Juanita se presentó muy oportunamente para enterarle de aquellos asuntos. La muy aturdida entró en la ciudad de los libros como una brisa ligera, para decirme que su cuarto era maravilloso. Al ver al señor Gelis se puso muy colorada; pero nadie logra evitar su destino.
Observé que aquella vez estuvieron tímidos los dos, y apenas acertaron a dirigirse la palabra.
«¡Muy bonito! Silvestre Bonnard: contemplas a tu pupila sin acordarte ya de que eres tutor; y lo eres desde esta mañana. El nuevo cargo te impone ya delicadas obligaciones. Hábilmente debes alejar de la muchacha a ese joven». ¡Ay! ¿Sé yo lo que debo hacer…?
El señor Gelis toma notas en mi único ejemplar de La Ginevera delle clare donne. He cogido al azar un libro del estante más próximo; lo abro y leo con respeto un drama de Sófocles. Al envejecer me atraen más que nunca las dos antigüedades, y en lo sucesivo los poetas de Grecia y de Italia serán puestos en la ciudad de los libros al alcance de mi mano.

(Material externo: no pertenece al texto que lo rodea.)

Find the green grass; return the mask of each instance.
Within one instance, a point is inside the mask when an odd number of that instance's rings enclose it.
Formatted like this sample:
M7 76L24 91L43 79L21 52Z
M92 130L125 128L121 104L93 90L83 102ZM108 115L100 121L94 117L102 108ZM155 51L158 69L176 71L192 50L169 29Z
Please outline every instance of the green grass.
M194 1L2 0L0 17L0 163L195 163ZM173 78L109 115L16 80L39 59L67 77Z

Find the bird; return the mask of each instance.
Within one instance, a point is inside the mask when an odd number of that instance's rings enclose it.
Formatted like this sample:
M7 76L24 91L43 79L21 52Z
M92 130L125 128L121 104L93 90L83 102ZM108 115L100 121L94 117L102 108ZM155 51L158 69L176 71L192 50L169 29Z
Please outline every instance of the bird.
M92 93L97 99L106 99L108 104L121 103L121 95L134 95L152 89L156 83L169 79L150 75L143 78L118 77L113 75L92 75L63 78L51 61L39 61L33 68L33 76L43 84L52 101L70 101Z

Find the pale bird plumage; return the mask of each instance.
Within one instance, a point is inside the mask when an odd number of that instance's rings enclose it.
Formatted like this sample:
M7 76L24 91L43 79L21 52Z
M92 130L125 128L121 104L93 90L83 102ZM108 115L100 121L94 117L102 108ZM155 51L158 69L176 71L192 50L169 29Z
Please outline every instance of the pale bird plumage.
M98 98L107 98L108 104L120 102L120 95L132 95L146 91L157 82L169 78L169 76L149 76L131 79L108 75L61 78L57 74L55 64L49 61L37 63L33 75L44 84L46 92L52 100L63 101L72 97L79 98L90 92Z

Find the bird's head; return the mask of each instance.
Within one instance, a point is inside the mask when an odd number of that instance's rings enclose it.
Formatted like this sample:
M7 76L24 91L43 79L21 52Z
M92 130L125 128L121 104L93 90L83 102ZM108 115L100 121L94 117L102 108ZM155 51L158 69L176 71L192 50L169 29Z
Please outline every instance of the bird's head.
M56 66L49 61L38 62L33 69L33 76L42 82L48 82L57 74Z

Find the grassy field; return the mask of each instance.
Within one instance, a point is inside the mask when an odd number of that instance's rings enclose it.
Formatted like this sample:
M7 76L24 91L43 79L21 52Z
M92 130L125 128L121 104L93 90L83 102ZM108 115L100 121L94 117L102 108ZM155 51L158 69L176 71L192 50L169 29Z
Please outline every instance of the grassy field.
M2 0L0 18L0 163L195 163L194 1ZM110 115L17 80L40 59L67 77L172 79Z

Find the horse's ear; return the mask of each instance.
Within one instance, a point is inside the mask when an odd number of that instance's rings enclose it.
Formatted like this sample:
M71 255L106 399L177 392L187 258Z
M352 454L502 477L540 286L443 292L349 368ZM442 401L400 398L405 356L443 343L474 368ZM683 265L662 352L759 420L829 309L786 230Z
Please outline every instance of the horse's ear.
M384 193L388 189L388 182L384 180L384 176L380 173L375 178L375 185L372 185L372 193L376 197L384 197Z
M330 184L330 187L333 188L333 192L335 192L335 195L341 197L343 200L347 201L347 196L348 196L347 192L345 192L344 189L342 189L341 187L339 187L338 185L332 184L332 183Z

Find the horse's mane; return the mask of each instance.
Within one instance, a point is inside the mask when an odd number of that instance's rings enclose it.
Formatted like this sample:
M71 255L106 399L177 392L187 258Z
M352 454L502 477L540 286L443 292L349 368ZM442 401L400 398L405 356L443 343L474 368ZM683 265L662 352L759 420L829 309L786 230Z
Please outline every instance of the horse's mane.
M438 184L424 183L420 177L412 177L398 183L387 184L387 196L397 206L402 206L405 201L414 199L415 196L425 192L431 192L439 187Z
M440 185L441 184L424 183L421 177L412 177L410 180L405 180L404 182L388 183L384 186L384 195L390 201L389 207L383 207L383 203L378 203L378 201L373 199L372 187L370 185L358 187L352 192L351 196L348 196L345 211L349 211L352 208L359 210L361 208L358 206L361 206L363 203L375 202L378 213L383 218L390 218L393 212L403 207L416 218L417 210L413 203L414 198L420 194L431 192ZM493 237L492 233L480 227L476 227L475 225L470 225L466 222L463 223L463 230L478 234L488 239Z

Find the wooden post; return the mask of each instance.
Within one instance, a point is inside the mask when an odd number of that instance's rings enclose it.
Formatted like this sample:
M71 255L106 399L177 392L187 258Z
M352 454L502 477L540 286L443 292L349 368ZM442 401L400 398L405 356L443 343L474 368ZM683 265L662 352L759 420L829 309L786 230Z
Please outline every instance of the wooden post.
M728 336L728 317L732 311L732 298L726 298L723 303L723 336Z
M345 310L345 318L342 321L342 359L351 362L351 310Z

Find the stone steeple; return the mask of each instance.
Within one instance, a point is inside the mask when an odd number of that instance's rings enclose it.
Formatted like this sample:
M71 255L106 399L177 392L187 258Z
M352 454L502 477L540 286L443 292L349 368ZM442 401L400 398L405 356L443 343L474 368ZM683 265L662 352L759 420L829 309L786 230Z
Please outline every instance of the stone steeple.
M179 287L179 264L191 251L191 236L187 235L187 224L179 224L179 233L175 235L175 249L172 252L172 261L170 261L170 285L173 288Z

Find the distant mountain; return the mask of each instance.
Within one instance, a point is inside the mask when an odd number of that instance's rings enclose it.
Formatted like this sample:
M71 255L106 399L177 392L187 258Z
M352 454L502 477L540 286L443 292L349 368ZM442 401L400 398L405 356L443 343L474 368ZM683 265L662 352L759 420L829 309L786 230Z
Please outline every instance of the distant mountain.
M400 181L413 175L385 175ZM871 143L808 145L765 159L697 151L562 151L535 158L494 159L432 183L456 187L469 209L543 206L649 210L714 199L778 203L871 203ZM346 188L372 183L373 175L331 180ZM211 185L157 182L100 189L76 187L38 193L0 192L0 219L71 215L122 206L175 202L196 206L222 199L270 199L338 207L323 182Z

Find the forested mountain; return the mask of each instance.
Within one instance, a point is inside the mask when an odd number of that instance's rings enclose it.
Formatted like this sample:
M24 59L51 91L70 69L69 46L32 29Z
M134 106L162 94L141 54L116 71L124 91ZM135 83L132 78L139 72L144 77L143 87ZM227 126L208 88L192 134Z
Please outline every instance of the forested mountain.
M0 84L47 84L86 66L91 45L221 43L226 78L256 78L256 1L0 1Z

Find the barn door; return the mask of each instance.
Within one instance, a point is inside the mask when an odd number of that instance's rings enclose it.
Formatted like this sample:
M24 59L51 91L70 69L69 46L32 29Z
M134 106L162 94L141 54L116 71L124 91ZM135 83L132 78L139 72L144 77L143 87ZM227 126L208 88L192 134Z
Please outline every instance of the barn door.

Leo aquel suave y luminoso coro que desarrolla su hermosa melopea en medio de una acción violenta, el coro de los ancianos tebanos: «… ¡Oh invencible Amor, que te ciernes sobre las casas poderosas, que descansas sobre las delicadas mejillas de las vírgenes, que atraviesas los mares y visitas los establos! Ningún inmortal puede huirte, ni tampoco ninguno de los hombres, cuya vida es corta; y quien te posee ¡delira!». Cuando hube leído aquel delicioso cántico, la figura de Antígona se me apareció con su inalterable pureza. ¡Qué imágenes! ¡Dioses y diosas flotantes en el más puro de los cielos! El anciano ciego, el rey mendigo que durante mucho tiempo erró conducido por Antígona, ha recibido ya sepultura santa; y su hija, más hermosa que las más hermosas imágenes concebidas por alma humana, resiste la tiranía del príncipe y entierra piadosamente a su hermano. Ama al hijo del príncipe y es amada por él. Mientras se dirige al suplicio, adónde su piedad la conduce, los ancianos cantan:
«¡Oh invencible amor, que te ciernes sobre las casas poderosas; que descansas sobre las delicadas mejillas de las vírgenes…!».
No soy un egoísta: soy prudente; debo educar a esta criatura demasiado joven aún para casarse. ¡No!, no soy un egoísta; pero he de tenerla algunos años a mi lado, sola conmigo. ¿No podrá esperar a que yo me muera? Vive tranquila, Antígona; el viejo Edipo encontrará oportunamente el santo lugar de su sepultura.
Pero de pronto, Antígona ayuda a nuestra criada a pelar nabos. Le agrada esta ocupación, porque acaso le recuerda la escultura.